The game functions like a wall poster or a printed notebook, or even like a Photoshop job that inserts teen beside heartthrob. When played, the game works as a kind of snapshot effigy, a thing to create sighs and coos and then to be put down again.
"Democratization" is an awfully haughty way to describe new ways of using old media, but it's a term you often hear among the Internet elite. Eastman's cameras were "for the masses," like the Model T., and web services like YouTube and CafePress certainly are as well.
But whether or not they deserve to be confused with self-governance and citizenship is another matter. Silicon Valley's perverted libertarianism has conflated technological progress and social progress. Another conception is needed.
There are lots of things one can do with web-based game making services. One of them is to try to create hit games that generate ad revenue and earn public renown. Another is to create art games meant to characterize the human condition, like I recently tried to do with the Sims Carnival Game Creator. But perhaps the most interesting uses of these tools are the informal ones that so closely resemble snapshots in spirit and function.
Some inventions, like the Brownie, make a previously complex creative process much easier. Yet the Brownie alone did not invent informal photography. It was just a tool. People had to be taught how to use it, which Kodak did through a lot of hand-holding, careful marketing, and patience.

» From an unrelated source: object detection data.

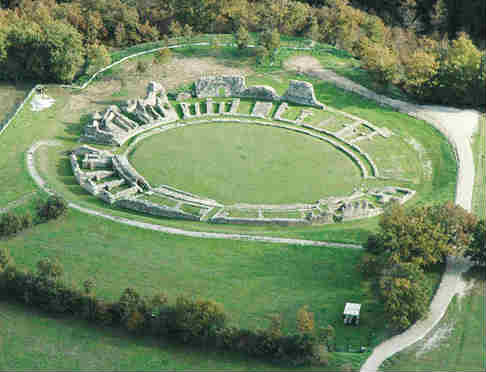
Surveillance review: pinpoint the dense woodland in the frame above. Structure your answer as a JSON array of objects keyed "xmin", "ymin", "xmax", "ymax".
[{"xmin": 0, "ymin": 0, "xmax": 486, "ymax": 107}]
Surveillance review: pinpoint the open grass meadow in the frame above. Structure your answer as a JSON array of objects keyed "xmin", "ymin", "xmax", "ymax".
[
  {"xmin": 0, "ymin": 49, "xmax": 456, "ymax": 246},
  {"xmin": 0, "ymin": 300, "xmax": 366, "ymax": 371},
  {"xmin": 2, "ymin": 211, "xmax": 392, "ymax": 345},
  {"xmin": 130, "ymin": 123, "xmax": 361, "ymax": 204},
  {"xmin": 382, "ymin": 270, "xmax": 486, "ymax": 372},
  {"xmin": 0, "ymin": 39, "xmax": 462, "ymax": 371}
]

Such is the next challenge for the video game snapshot. In this respect, the Sims team's effort to seed their site with examples for remix is an admirable start. The problem is, they are examples that aspire a little too much toward real casual games, a notion reinforced by the site's traditional genre categories (action, adventure, racing, shooter).

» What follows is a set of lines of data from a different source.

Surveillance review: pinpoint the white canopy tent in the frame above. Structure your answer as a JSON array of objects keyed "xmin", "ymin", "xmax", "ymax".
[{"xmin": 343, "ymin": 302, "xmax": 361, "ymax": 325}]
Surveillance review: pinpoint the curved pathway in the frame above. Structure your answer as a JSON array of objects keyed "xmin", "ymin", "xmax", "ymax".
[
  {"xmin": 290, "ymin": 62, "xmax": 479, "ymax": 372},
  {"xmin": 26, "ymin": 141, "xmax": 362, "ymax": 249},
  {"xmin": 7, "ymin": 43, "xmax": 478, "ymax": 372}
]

The Brownie teaches us that snapshots aren't just good pictures created easily thanks to simple tools. They are also good pictures -- or games -- created for different purposes. The future of video game snapshots will require platform creators to show their potential users how to incorporate games into their individual lives.
The result could be very important. The snapshot didn't just popularize photography as chaff, it also helped more ordinary people appreciate photography as craft. The successful game creation platform will be the one we can say the same of, someday.